Hadoop Job for Identifying files using DROID (Digital Record Object Identification), Version 6.1, http://digital-preservation.github.io/droid/. It reads a text file from an HDFS input path which contains a list of absolute file paths to file instances on network attached storage. This requires that all worker nodes of the Hadoop cluster can access the individual files at the same path, for example by using the same mount points on all worker nodes.

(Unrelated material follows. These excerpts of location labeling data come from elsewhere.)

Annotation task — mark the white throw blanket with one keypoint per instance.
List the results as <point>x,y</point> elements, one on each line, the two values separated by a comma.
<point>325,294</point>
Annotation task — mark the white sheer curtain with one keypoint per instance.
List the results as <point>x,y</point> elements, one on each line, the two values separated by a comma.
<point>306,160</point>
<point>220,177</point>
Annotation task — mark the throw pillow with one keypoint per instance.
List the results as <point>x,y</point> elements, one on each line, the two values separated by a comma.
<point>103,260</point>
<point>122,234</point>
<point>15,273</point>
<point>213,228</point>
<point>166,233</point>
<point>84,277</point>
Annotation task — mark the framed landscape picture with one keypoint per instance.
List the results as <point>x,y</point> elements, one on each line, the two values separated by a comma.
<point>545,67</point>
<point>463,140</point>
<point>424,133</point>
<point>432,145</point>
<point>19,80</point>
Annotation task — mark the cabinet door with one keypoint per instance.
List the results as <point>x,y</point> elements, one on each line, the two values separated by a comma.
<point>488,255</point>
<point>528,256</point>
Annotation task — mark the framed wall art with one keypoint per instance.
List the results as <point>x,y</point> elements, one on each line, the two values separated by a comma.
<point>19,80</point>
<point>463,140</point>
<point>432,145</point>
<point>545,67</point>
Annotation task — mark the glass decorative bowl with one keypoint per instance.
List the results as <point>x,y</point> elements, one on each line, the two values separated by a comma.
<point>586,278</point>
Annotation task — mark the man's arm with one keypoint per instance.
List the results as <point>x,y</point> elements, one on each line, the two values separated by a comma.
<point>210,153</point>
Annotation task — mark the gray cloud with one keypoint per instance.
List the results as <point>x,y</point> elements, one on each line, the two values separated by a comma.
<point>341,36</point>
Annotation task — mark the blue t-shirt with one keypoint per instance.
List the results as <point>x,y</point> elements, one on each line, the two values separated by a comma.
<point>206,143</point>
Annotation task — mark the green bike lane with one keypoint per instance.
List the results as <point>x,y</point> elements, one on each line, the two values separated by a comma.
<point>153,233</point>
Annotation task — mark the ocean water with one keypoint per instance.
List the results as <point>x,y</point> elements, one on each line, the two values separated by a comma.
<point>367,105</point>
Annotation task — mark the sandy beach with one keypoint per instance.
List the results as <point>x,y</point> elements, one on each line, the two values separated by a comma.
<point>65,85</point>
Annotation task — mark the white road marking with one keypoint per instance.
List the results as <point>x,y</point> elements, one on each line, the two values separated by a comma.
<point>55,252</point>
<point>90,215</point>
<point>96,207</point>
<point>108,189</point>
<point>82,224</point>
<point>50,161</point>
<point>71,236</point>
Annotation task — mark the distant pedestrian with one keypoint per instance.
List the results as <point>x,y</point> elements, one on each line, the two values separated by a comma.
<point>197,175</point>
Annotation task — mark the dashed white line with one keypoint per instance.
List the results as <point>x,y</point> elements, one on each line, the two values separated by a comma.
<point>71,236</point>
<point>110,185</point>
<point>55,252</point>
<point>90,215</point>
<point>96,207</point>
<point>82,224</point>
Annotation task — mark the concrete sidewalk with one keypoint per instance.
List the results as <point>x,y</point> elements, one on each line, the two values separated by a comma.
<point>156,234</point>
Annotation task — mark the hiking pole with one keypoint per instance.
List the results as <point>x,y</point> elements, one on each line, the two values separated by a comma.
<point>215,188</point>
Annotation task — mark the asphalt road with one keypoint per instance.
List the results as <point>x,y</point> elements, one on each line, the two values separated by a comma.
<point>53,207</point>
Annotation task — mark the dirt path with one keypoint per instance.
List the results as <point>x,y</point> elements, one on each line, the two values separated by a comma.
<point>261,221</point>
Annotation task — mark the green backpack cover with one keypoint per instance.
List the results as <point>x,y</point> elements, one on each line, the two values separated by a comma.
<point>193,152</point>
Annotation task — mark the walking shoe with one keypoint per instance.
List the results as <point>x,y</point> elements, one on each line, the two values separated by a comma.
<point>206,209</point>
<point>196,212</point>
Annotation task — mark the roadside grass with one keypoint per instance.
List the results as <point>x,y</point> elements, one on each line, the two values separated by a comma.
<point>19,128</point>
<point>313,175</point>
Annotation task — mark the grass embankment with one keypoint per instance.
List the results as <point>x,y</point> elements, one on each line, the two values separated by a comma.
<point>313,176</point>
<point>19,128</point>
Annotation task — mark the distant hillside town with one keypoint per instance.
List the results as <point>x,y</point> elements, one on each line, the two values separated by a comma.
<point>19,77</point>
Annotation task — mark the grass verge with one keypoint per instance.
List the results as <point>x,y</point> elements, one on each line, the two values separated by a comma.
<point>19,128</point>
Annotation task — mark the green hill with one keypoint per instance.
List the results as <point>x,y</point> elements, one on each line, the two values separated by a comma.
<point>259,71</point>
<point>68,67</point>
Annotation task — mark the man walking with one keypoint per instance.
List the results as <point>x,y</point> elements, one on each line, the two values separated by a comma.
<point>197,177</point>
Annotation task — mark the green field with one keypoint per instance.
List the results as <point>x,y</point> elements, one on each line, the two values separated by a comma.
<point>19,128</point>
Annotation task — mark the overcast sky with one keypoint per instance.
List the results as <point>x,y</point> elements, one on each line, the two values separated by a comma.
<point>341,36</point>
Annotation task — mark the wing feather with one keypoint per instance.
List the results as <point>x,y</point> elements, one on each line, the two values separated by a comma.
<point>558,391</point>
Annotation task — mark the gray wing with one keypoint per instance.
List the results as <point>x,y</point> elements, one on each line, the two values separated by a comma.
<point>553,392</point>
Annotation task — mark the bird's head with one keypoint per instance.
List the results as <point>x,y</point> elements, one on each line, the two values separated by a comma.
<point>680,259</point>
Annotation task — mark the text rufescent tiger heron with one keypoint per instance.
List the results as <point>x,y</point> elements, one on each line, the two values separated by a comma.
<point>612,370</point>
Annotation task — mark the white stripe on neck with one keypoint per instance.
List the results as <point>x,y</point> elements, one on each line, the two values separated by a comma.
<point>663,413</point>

cd droid-identify-hadoopjob
mvn install
Execute hadoop job from the command line:
hadoop jar target/droid-identify-hadoopjob-1.0.jar-with-dependencies.jar
-d /hdfs/path/to/textfiles/with/absolutefilepaths/ -n job_name
In case the size of the text file is smaller than Hadoop’s default split size (default configuration: 64 Megabyte), only one single task – i.e. running on one single core – would be created for processing the complete list with no benefit of running tasks in parallel at all. Usually, the number of records processed in one task can be controlled by the Hadoop parameter:
mapred.line.input.format.linespermap
If setting this parameter does not have the desired effect, it is possible to take advantage of Hadoop’s default behaviour to create at least one task per input file. Using the Unix command:
split -a 4 -l NUMLINES absolute_file_paths.txt
the complete text file containing all paths can be split into different files with the desired number NUMLINES of file path lines per file which corresponds to the desired number of file identifications to be processed per task. Generally, it’s important to keep an eye on the the number of records processed per task because this directly influences the task run time. As a rule of thumb it is recommended to ensure that “each task runs for at least 30-40 seconds” (http://blog.cloudera.com/2009/12/7-tips-for-improving-mapreduce-performance/). The files can then be loaded into HDFS:
hadoop fs -copyFromLocal /local/directory/inputfiles/ /hdfs/parent/directory/
and the HDFS directory
/hdfs/parent/directory/inputfiles
can then be defined as input directory for the hadoop job (parameter -d).